Berdasarkan data korban kabut asap yang terus bertambah, Greenpeace Indonesia mendesak Presiden Jokowi untuk segera menetapkan bencana kabut asap sebagai bencana nasional.

“Desak dan ikut katakan pada Presiden @jokowi untuk segera tetapkan ini sebagai bencana nasional dan segera patuhi putusan Mahkamah Agung yang telah memenangkan gugatan warga terkait kebakaran hutan dan lahan,” tulis @GreenpeaceID.

Ketua Tim Kampanye  Hutan di Greenpeace Indonesia, Arie Rompas, menilai ancaman Presiden Jokowi yang akan mencopot pejabat tinggi TNI dan Polri yang gagal mengatasi karhutla hanya lip service.
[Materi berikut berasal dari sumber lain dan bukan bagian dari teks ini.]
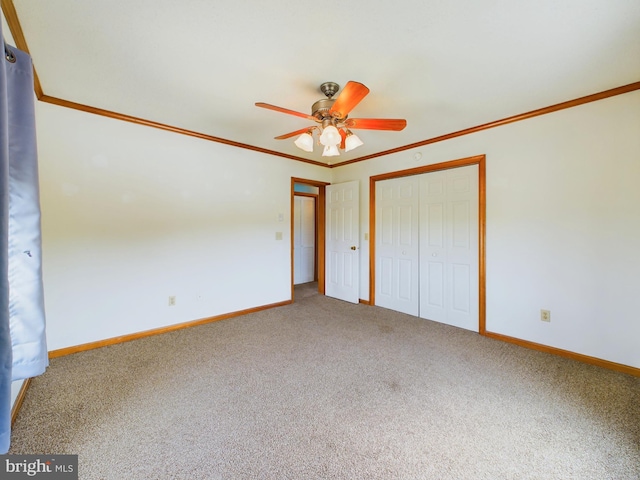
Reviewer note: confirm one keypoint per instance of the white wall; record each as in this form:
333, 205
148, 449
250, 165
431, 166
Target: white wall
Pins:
563, 224
132, 215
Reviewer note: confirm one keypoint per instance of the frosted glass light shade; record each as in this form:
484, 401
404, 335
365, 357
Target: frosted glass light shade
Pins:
305, 142
352, 141
330, 151
330, 136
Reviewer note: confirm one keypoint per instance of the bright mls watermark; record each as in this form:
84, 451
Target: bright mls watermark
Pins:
52, 467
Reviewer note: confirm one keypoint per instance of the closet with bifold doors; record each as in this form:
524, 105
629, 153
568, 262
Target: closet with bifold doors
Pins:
427, 245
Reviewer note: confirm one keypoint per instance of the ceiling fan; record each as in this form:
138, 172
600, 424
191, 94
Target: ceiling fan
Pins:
334, 129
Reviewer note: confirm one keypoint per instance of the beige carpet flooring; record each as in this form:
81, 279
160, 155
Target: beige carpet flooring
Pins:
323, 389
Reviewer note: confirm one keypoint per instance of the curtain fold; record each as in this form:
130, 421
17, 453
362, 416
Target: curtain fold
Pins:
23, 350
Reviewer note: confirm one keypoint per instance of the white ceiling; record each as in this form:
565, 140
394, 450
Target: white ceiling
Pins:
444, 65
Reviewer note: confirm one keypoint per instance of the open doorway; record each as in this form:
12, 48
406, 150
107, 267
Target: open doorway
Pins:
305, 192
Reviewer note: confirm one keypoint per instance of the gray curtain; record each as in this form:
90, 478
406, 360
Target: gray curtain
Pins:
23, 349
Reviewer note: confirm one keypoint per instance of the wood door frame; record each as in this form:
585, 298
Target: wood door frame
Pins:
320, 228
314, 196
479, 160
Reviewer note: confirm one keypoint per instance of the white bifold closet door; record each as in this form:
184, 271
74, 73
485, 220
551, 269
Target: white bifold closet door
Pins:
397, 244
304, 239
449, 247
427, 246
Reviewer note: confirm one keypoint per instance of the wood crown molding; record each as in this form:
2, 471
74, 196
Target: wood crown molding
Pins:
504, 121
16, 30
9, 11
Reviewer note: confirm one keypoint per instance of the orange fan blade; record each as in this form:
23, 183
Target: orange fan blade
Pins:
395, 124
293, 134
285, 110
351, 95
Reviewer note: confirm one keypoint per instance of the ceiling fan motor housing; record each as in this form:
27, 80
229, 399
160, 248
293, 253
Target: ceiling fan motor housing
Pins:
321, 108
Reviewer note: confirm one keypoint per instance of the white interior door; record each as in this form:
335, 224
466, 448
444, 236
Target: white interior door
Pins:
397, 244
342, 262
304, 239
449, 247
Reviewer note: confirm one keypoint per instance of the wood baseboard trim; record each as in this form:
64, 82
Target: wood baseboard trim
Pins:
17, 405
157, 331
618, 367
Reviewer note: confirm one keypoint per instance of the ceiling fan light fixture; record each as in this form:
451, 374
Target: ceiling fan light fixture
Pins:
352, 141
330, 136
330, 151
305, 142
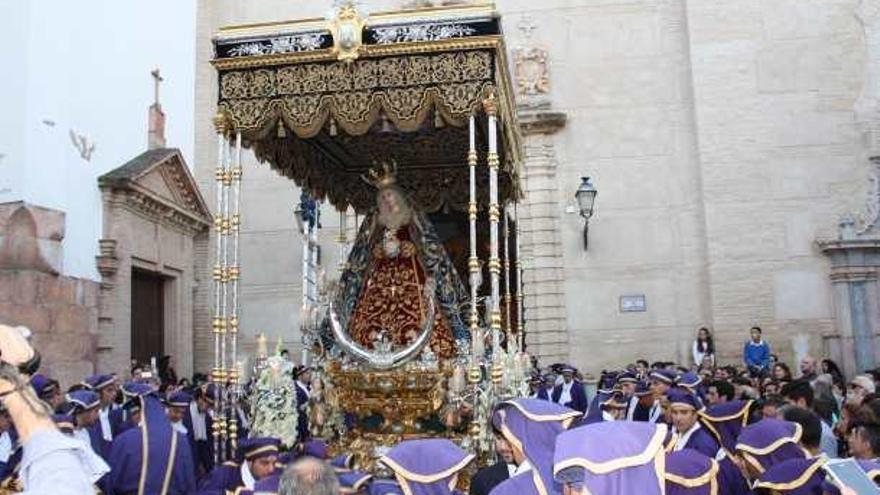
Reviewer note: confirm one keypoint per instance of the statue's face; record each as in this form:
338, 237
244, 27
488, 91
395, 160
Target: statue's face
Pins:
389, 201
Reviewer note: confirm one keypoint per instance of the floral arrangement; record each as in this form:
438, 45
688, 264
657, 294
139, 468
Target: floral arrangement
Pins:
273, 402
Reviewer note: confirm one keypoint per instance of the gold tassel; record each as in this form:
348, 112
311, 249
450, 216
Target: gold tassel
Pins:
281, 132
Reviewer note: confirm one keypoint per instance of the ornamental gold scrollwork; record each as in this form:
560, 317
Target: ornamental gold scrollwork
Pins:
403, 88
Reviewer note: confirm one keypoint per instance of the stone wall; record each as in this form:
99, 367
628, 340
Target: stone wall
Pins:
61, 311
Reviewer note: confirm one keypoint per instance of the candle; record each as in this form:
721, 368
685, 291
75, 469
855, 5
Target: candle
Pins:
261, 345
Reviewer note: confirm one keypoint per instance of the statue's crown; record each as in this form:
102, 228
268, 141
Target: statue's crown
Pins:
382, 176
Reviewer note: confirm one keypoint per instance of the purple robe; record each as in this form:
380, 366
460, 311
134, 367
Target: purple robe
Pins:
384, 487
768, 442
224, 478
427, 467
793, 477
158, 440
520, 484
700, 440
726, 421
616, 457
533, 424
353, 481
689, 472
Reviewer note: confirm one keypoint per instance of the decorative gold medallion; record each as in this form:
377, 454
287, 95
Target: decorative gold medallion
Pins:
347, 29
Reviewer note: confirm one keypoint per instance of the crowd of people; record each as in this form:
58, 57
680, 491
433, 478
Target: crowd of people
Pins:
648, 428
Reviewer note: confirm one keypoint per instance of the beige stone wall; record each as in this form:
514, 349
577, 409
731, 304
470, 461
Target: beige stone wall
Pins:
720, 136
146, 242
61, 311
775, 85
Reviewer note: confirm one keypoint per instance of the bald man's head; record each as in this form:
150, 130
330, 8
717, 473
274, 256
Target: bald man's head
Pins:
309, 476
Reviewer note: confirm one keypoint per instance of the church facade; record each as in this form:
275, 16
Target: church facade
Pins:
732, 148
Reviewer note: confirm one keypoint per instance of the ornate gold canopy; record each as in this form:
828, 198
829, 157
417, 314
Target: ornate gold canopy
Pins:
323, 101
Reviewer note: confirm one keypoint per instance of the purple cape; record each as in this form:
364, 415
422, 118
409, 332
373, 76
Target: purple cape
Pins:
617, 457
384, 487
700, 440
689, 472
353, 481
730, 478
794, 477
427, 467
224, 478
768, 442
167, 465
531, 426
726, 421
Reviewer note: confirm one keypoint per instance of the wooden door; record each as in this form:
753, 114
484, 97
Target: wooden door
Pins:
147, 316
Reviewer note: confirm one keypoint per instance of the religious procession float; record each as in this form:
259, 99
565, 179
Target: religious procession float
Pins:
406, 119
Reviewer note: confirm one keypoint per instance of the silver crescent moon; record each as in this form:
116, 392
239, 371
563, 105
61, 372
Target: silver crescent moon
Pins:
384, 361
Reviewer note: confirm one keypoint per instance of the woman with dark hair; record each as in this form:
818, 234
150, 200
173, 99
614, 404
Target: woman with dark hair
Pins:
703, 347
781, 372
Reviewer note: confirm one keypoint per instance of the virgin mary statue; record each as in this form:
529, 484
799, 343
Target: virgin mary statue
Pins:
381, 293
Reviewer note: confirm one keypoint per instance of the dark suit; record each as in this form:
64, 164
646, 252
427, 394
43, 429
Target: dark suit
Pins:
302, 420
488, 478
202, 450
578, 397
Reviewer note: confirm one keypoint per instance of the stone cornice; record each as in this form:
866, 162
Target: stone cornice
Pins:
144, 202
830, 245
540, 120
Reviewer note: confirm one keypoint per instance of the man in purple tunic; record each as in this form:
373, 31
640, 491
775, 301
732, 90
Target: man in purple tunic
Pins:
871, 468
199, 422
152, 457
725, 422
689, 472
385, 487
611, 458
639, 408
661, 381
793, 477
765, 443
570, 393
83, 406
110, 417
427, 467
354, 482
257, 461
687, 433
607, 387
530, 426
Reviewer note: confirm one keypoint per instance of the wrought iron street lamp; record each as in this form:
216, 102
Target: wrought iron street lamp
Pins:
586, 197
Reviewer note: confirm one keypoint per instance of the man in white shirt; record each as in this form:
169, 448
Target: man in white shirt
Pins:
686, 430
570, 393
199, 422
84, 409
176, 406
109, 419
661, 381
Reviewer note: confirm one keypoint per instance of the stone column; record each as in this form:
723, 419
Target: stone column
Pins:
543, 277
540, 219
855, 264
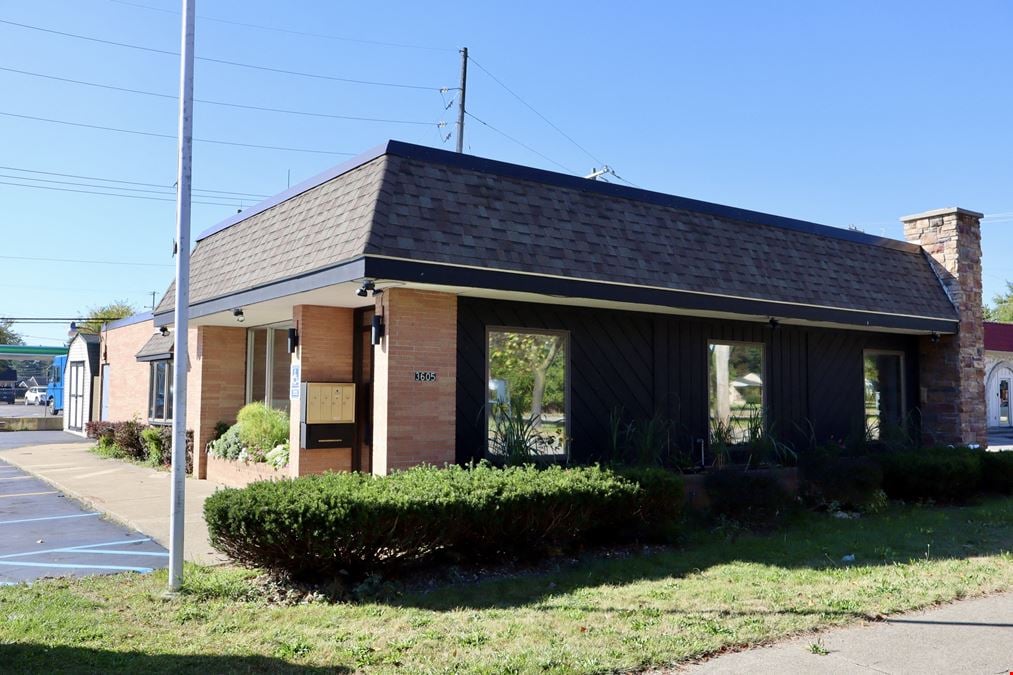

"Pascakebakaran tahun 2015, Presiden Jokowi selalu menyatakan ancaman yang sama, faktanya kebakaran terus terjadi dan tidak ada orang yang di copot karena kelalaiannya. Ini hanyalah lip service yang diucapkan tanpa ada tindakan nyata dari presiden sebagai kepala negara," tegas Arie seperti dikutip tempo (15/09).

Arie juga meminta Pemerintah mematuhi putusan Mahkamah Agung (MA) atas gugatan warga negara. Dalam gugatan tersebut, MA menyatakan bahwa pemerintah bersalah karena gagal mencegah kebakaran hutan dahsyat di Kalimantan Tengah dan beberapa provinsi lainnya pada 2015.